What Is A Gift Deed
Gift deeds are covered under Chapter VII of the Transfer of Property Act, 1882.
A gift is defined under section 122 of said Act as the transfer of certain existing movable or immovable property made voluntarily and without consideration from one person, known as the donor, to another, known as the donee, with acceptance by or on behalf of the donee.
It is essential for a gift deed to be accepted during the lifetime of the donor, and such acceptance of the gift must be done while the donee is capable of giving. The gift is void, however, if the donee dies before acceptance. A gift deed is considered complete when all 3 conditions are met, namely, the registration of the gift deed, acceptance of the gift, and delivery of the gifted property.
It is pertinent to note that the meaning of “property to be gifted” includes tangible property that can be transferable within the purview of Section 6 of the said Act.
Who Can Execute A Gift Deed?
- As per the provisions under the Indian Contracts Act, 1872, and the Transfer of Property Act, 1882, any person who is of sound mind and has attained majority is eligible to execute a gift deed. But in order to execute a valid gift deed, the prerequisite is free consent, as the lack of free consent renders the gift void.

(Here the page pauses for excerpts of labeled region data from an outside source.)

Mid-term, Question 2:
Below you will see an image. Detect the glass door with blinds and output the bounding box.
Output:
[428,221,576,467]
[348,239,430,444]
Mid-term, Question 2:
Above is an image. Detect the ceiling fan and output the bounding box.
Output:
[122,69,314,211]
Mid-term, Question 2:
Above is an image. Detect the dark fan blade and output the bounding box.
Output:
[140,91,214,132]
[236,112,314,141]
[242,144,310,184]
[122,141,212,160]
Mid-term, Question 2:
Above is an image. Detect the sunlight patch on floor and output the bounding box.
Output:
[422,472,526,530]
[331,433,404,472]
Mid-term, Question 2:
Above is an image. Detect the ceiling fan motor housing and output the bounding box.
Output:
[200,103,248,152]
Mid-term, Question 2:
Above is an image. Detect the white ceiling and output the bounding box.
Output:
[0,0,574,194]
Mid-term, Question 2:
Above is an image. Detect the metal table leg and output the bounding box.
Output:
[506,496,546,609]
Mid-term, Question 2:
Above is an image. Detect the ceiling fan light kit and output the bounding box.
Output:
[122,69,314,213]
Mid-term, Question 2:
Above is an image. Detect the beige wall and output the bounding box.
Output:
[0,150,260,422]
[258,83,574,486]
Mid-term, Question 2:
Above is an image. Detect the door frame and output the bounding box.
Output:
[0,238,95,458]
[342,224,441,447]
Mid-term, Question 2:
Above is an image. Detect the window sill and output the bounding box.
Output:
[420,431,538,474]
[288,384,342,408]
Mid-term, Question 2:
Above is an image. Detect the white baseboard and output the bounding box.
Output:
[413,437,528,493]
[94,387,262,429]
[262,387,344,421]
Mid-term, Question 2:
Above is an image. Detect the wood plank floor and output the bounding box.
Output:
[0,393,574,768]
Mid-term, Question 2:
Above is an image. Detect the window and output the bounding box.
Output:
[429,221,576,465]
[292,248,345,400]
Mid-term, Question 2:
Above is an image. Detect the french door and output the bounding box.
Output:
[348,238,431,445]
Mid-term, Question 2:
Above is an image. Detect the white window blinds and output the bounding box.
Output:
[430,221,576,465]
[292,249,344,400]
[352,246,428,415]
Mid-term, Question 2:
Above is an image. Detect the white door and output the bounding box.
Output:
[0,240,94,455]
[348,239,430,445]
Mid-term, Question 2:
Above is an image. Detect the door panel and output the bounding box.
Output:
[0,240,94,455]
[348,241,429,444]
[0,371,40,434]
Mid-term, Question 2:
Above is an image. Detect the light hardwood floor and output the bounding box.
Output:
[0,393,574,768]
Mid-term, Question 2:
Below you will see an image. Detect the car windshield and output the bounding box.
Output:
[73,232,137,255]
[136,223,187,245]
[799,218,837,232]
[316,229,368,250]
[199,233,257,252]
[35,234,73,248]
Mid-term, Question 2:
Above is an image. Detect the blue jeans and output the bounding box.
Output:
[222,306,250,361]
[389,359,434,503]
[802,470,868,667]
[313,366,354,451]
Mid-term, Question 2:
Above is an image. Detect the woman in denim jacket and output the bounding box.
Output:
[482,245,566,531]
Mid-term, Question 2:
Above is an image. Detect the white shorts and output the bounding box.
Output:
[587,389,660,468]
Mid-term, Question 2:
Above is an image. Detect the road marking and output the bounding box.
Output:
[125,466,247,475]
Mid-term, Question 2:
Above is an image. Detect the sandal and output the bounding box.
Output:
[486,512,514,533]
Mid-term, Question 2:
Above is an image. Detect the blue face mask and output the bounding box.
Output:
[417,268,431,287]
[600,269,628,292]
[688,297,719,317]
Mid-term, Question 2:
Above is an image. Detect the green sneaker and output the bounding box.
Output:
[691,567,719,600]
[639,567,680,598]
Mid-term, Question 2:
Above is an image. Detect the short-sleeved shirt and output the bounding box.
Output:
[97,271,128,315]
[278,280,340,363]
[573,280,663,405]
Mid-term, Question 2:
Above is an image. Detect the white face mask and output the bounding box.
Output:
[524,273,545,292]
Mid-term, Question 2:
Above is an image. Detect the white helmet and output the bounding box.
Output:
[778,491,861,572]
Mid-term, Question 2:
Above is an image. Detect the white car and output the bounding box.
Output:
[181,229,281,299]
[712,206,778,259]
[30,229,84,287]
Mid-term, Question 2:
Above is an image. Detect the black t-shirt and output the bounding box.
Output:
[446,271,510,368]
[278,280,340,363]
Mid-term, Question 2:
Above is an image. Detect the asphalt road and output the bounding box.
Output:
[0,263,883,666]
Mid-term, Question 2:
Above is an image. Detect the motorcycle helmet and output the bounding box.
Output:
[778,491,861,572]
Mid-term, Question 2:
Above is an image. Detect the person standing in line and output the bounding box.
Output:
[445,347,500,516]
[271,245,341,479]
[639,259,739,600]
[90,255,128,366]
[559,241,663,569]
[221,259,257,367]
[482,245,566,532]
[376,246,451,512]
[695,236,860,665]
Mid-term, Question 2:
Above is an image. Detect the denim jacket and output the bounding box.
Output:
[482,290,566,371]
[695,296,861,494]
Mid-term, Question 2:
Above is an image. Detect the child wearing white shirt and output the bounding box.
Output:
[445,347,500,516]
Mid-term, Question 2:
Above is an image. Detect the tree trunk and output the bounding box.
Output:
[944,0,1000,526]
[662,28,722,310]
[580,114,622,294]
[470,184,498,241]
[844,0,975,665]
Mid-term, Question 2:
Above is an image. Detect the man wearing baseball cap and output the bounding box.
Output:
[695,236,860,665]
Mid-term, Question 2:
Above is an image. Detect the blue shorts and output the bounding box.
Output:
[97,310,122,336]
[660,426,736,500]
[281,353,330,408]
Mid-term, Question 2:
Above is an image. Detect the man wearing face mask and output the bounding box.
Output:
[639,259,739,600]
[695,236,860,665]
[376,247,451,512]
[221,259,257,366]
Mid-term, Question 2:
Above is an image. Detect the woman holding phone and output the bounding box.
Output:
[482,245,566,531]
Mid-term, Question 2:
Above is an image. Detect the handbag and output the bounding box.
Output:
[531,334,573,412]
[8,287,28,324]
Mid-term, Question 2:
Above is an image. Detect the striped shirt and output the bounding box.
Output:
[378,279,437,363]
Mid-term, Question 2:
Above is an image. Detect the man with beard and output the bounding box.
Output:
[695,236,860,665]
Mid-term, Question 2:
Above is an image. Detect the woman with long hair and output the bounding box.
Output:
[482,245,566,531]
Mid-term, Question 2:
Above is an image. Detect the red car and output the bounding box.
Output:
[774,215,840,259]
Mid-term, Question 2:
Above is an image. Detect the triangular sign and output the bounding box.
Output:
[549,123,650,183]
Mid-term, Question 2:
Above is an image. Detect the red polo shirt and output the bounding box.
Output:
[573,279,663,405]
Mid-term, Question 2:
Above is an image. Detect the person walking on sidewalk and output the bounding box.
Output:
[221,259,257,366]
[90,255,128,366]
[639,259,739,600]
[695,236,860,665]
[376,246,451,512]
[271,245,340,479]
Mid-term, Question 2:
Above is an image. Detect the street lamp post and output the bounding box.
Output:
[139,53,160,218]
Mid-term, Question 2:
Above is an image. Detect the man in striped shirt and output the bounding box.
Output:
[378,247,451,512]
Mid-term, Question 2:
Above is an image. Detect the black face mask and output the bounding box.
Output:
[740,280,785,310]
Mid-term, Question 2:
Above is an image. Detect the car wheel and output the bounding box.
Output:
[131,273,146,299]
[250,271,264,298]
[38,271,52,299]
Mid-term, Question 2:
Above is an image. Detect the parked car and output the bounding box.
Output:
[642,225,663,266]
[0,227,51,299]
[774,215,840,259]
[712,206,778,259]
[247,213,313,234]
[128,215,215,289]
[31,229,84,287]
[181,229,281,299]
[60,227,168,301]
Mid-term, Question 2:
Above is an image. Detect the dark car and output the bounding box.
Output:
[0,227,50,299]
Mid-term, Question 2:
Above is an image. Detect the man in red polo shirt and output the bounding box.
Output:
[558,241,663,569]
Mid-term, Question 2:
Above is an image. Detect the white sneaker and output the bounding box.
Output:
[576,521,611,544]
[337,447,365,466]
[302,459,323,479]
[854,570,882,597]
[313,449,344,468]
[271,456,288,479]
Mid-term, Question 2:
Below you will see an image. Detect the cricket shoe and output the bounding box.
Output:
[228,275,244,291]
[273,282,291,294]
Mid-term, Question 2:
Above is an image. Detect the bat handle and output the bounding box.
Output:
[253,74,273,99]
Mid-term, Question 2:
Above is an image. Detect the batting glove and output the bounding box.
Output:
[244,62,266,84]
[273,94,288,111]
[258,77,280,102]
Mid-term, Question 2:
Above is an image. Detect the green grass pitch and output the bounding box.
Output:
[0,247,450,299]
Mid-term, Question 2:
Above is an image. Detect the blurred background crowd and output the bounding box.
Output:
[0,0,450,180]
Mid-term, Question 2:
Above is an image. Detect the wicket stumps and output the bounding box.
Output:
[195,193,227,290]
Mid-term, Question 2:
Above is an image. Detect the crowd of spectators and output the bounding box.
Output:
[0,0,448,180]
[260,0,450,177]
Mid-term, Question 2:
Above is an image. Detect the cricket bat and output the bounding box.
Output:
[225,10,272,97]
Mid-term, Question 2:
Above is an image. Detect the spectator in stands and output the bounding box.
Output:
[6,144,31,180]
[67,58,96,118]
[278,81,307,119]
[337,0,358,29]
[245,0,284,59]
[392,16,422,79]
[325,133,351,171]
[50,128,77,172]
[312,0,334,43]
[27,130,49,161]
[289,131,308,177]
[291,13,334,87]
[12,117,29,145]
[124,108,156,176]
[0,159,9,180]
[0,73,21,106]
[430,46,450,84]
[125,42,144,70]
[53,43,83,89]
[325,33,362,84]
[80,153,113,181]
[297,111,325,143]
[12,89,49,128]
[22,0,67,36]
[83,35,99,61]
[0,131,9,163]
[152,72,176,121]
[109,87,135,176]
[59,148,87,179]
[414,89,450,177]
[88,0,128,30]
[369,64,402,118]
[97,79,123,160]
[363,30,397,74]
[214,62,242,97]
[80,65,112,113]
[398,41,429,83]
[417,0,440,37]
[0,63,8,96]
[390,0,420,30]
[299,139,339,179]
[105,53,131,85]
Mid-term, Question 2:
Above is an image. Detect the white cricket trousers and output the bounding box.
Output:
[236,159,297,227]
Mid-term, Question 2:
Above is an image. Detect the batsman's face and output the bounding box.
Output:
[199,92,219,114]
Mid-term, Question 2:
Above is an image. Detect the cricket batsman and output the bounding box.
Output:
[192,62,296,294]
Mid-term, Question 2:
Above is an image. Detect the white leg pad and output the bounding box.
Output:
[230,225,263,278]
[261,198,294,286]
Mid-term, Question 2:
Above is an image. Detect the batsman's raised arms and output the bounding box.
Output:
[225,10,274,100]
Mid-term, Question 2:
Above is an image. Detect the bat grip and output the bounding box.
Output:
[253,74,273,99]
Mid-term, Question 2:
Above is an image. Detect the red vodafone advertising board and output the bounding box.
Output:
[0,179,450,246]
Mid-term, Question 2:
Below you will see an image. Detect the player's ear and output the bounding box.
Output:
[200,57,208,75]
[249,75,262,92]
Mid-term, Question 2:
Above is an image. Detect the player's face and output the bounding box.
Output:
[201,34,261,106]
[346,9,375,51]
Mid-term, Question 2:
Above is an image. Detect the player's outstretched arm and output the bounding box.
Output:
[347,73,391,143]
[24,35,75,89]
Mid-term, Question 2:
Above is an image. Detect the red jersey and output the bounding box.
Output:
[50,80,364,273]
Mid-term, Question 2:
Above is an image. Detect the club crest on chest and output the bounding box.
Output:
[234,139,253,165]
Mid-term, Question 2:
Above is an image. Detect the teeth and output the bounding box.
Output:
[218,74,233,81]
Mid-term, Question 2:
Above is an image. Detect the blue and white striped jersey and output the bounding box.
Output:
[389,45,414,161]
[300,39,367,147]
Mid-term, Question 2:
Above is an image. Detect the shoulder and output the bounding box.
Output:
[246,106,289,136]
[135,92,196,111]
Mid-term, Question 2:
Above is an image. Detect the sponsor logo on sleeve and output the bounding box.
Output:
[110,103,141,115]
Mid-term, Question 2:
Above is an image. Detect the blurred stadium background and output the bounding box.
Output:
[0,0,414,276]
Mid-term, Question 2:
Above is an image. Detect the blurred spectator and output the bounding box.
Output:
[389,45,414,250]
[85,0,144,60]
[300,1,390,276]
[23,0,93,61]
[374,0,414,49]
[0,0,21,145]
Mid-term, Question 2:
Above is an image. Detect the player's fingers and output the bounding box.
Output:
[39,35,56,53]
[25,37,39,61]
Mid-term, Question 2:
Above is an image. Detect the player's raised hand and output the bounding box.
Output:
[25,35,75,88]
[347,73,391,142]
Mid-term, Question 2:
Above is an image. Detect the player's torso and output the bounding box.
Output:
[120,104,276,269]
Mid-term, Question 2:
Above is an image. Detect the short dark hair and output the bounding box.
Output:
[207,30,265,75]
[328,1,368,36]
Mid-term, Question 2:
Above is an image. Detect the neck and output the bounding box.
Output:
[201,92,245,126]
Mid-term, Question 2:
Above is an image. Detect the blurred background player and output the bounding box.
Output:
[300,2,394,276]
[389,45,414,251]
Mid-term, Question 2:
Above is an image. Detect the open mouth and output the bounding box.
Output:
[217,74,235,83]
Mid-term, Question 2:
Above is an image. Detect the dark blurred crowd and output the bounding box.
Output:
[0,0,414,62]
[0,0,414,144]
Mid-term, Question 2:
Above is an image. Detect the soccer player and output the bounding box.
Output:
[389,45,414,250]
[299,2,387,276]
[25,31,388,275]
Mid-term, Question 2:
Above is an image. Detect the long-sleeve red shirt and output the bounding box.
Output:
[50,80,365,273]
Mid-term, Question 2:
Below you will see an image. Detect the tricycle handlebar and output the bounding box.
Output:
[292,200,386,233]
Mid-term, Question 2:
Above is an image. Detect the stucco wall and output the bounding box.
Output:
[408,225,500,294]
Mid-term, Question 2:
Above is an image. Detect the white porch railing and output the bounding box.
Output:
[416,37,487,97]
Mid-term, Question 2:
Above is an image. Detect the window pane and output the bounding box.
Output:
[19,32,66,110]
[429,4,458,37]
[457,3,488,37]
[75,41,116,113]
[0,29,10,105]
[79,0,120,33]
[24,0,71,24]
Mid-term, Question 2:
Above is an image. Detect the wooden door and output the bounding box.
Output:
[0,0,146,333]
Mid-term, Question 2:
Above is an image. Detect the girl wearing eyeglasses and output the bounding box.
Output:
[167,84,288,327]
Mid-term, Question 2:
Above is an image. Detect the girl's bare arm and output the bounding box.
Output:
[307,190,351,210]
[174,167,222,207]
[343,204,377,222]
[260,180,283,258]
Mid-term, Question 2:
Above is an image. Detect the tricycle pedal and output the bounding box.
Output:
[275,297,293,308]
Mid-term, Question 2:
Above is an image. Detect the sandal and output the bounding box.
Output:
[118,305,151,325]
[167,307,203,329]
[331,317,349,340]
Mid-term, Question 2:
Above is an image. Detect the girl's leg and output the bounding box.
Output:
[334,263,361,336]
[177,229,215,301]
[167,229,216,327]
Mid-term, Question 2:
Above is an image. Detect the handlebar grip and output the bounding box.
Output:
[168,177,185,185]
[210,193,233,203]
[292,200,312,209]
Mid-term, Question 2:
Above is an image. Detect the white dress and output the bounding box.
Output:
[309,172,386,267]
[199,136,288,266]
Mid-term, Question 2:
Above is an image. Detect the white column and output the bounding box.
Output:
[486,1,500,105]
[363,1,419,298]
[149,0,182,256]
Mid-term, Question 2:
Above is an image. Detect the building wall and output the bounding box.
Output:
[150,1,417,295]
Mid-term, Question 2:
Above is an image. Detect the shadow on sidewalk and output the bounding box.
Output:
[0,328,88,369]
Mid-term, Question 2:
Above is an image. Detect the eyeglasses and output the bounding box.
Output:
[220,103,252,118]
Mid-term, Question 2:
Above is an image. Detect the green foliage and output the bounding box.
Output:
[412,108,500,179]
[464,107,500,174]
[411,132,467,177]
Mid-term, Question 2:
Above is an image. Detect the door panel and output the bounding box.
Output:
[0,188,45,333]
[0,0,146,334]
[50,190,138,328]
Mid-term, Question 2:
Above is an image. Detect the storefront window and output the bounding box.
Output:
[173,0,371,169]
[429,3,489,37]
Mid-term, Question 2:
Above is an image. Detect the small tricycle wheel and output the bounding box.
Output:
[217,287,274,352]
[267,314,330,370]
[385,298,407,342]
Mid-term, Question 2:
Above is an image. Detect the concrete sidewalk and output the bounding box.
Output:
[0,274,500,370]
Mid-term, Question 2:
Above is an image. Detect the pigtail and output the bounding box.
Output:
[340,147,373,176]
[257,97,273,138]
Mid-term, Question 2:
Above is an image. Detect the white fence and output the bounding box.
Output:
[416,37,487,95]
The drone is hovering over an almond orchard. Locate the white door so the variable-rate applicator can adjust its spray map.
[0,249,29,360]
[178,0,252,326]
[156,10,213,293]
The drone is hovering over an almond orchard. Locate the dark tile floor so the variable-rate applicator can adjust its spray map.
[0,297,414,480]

- If the donor is a minor, the gift deed is void ab initio. However, if the donee is a minor, a natural guardian can accept the gift on behalf of the minor.
- In the exceptional case of Ponnuchami Servai V. Balasubramanian, 1982, a father executed a gift deed in favour of his minor son when both the father and son were residing together. Even after the execution of the
In the exceptional case of Ponnuchami Servai V. Balasubramanian, 1982, a father executed a gift deed in favour of his minor son when both the father and son were residing together. Even after the execution of the said gift deed, both continued to live together, where the father was the natural guardian of the son. Hence, with the enforcement of the Hindu Minority and Guardianship Act, 1956, the father became both the guardian of the minor as well as of the property. Here, the question that was raised was one of presumption about the acceptance of a gift. It was thus held that the acceptance can only be made by the father as a guardian of the minor, and when he executes the document, the acceptance can be presumed.
- If the donor is an elderly person, section 23 of the Maintenance and Welfare of Parents and Senior Citizens Act of 2007 would also apply. The Ministry of Social Justice and Empowerment of the Government of India enacted the Act to protect the interests of senior citizens executing a gift deed. The sole purpose of this section is to provide for the elderly parents to reclaim their assets after the execution of the gift deed. It enables senior citizens to revoke a gift deed if a specified condition is not met. This condition is defined within section 23 of the said Act as covering the basic amenities and physical needs required for the welfare of senior citizens. Thus, the section states that if no care is taken of the elderly, the gift deed may be revoked by filing an application with the tribunal.
Validity Of A Gift
A gift must be valid in order for it to bear any legal consequence. Through numerous rulings, the Indian judiciary has elaborated on what would constitute a valid gift.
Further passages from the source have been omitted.